Minister of the Environment and Ecology
- In office 19 January 2009 – 3 February 2013
- President: François Bozizé
- Prime Minister: Faustin-Archange Touadéra
- Preceded by: Yvonne Mboissona (as Water, Forests, Hunting and Fisheries and the Environment)
- Succeeded by: Mohamed Moussa Dahfane (as Water, Forests, Hunting and Fishing, Environment and Ecology)

Personal details
- Born: January 31, 1957 (age 69)
- Party: APRD
- Occupation: Basketball player
- Basketball career

Personal information
- Nationality: Central African
- Listed height: 6.6 ft 0 in (2.01 m)
- Listed weight: 187 lb (85 kg)

Career history
- ASOPT

= François Naoueyama =

Central African Republic basketball player

François Naoueyama (born 31 January 1957) is a Central African basketball player and politician. He competed at the 1988 Summer Olympics with the Central African Republic national basketball team. He scored 47 points in the team's 7 games.

== Career ==
=== Basketball ===
Naoueyama played for ASOPT. He represented the Central African Republic in the FIBA Africa Championship 1987, where his country won the tournament. He also part of CAR squad in the 1988. In his retirement, he was appointed as the treasurer of Central African Basketball Federation on 27 February 2021.

=== Politics ===
Naoueyama joined APRD in an unknown year. In January 2009, he was appointed as Minister of the Environment and Ecology.

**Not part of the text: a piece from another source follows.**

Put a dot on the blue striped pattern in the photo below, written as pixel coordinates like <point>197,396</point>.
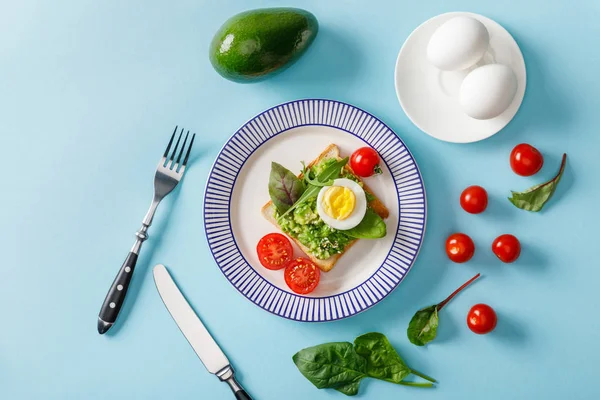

Touadera then reappointed Naoueyama on his cabinet as Minister of Environment and Ecology on 22 April 2011. Under his tenure, he signed a voluntary partnership agreement with the European Union to conserve the ecosystem on 28 November 2011 and proposed an integrated approach in the national REDD implementation. Furthermore, CAR received Equipment for Identifying Prohibited Substances from France in 2012. Apart from that, he became the speaker at IRENA event in Riocentro in 2012.